Le contenu de cette section a été élaboré en partenariat avec Teach Us Consent, un organisme dédié à l’éducation au consentement.
Le consentement verbal
Une communication active est le meilleur moyen d’instaurer une confiance et une compréhension mutuelles lorsqu’on apprend à connaître quelqu’un, en particulier dans un cadre intime. Il vaut mieux ne pas faire de suppositions. Il est préférable d’utiliser un langage clair et de poser directement la question.
Au fur et à mesure que nous apprenons à mieux connaître les gens, nous commençons à cerner leur façon de communiquer, leur niveau de confort et leurs manières ou signaux. Tout le monde ne communique pas ou n’exprime pas son consentement de la même manière, cela varie généralement d’une personne à l’autre.
Il est donc judicieux de demander explicitement et de rechercher le consentement verbal dès le début et régulièrement. En disant par exemple :
- « Je peux t’embrasser ?…»
- « Ça te va si je te touche ici ? »
- « Qu’est-ce qui te ferait plaisir, là ? »
Le consentement verbal ne consiste pas à répéter la même question, ni à poser une simple demande ponctuelle. Un véritable consentement verbal est réciproque et réactif. Il repose sur la connexion et l’attention. En échangeant avec son partenaire, on montre que l’on se soucie de ce qu’il ressent et que l’on s’assure qu’il apprécie ce qui se passe.
Le consentement non verbal
Le consentement n’est pas toujours verbal. Parfois, il s’exprime par des signes. Le consentement non verbal passe par la présence, l’attention et la capacité à décrypter les signaux de l’autre.

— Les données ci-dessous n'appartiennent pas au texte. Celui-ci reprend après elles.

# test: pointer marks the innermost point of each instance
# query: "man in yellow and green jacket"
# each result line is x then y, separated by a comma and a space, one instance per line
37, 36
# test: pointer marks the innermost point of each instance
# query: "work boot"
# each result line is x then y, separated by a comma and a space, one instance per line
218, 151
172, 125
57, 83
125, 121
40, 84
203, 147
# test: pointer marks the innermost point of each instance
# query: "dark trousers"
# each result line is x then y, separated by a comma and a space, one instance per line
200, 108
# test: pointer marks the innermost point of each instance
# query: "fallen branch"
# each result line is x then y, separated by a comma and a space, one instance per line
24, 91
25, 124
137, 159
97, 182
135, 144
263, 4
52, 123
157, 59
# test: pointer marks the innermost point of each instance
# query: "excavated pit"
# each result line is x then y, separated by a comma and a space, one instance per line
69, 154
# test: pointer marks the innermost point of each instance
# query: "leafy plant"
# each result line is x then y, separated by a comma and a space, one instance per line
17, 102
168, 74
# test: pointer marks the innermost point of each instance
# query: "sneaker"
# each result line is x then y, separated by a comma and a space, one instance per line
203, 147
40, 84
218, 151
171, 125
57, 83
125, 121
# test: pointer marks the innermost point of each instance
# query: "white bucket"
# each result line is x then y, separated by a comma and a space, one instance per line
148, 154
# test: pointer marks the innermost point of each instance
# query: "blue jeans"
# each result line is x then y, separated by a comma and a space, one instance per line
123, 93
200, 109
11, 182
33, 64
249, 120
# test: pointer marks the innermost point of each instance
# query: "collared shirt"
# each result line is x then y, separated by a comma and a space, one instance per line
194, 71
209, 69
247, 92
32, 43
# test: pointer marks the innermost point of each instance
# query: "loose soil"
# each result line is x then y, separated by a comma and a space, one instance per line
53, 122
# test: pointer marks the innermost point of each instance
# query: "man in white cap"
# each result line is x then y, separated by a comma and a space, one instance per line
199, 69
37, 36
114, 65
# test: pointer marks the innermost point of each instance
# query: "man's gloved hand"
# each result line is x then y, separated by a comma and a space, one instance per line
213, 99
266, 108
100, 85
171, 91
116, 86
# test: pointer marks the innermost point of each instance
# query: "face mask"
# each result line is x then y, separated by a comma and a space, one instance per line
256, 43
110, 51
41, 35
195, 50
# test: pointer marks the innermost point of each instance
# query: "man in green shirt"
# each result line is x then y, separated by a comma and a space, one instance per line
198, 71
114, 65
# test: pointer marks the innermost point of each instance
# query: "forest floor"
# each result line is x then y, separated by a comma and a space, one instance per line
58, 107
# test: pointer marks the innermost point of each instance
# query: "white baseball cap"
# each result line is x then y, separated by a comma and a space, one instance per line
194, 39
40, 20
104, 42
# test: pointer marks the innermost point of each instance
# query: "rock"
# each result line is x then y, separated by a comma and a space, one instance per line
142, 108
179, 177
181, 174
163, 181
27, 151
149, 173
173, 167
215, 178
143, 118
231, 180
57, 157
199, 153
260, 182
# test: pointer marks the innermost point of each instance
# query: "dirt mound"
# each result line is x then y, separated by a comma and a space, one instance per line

Lorsqu’une personne se sent à l’aise, enthousiaste et impliquée, elle peut se pencher vers l’autre, établir un contact visuel, imiter ses mouvements ou répondre physiquement à ses gestes.
Même si ces signes peuvent sembler rassurants, il ne faut pas s’y fier aveuglément. Surtout au début d’une relation, la communication verbale reste le moyen le plus clair et le plus sûr de comprendre ce que ressent l’autre.
Si une personne hésite, se recule, évite le toucher ou le regard, ce sont des signes qui indiquent qu’il faut marquer une pause. Voici quelques questions utiles :
- « C’est agréable ? On peut y aller plus doucement si tu veux. »
- « Tu veux continuer ? »
- « Tu veux me dire ce que tu aimes ? »
N’oublie pas : ce n’est pas parce qu’une personne ne se dérobe pas activement ou ne fait pas de gestes physiques pour se soustraire à une situation qu’elle donne automatiquement son consentement. L’absence de réponse n’équivaut pas à un consentement. Il vaut toujours mieux demander.
Le consentement affirmatif
Le consentement affirmatif consiste à s’assurer que toutes les personnes concernées souhaitent activement participer.
Il ne s’agit pas de supposer qu’une personne est d’accord avec quelque chose simplement parce qu’elle n’a pas dit « non », mais de rechercher un « oui » clair et enthousiaste. Personne ne devrait jamais avoir à deviner ou à faire des suppositions.
Cela peut s’exprimer par des mots, un ton de voix ou des gestes qui témoignent d’un intérêt ou d’un enthousiasme, comme dire « j’en ai envie », ou encore se pencher vers l’autre, adopter une posture détendue et réagir positivement au contact physique ou aux suggestions.
L’essentiel est que ces signaux de « oui » ou d’« affirmation » proviennent de toutes les personnes impliquées.
Le consentement affirmatif est également un processus continu, et non une simple question posée une seule fois.
Il ne s’agit pas de consentement affirmatif si une personne « accepte » par peur, sous la pression, par contrainte ou sous la menace. Il ne s’agit pas non plus de consentement affirmatif si une personne ne résiste pas mais se sent incapable de dire non, ou si quelqu’un utilise sa position de pouvoir, de confiance ou d’autorité pour obtenir son accord.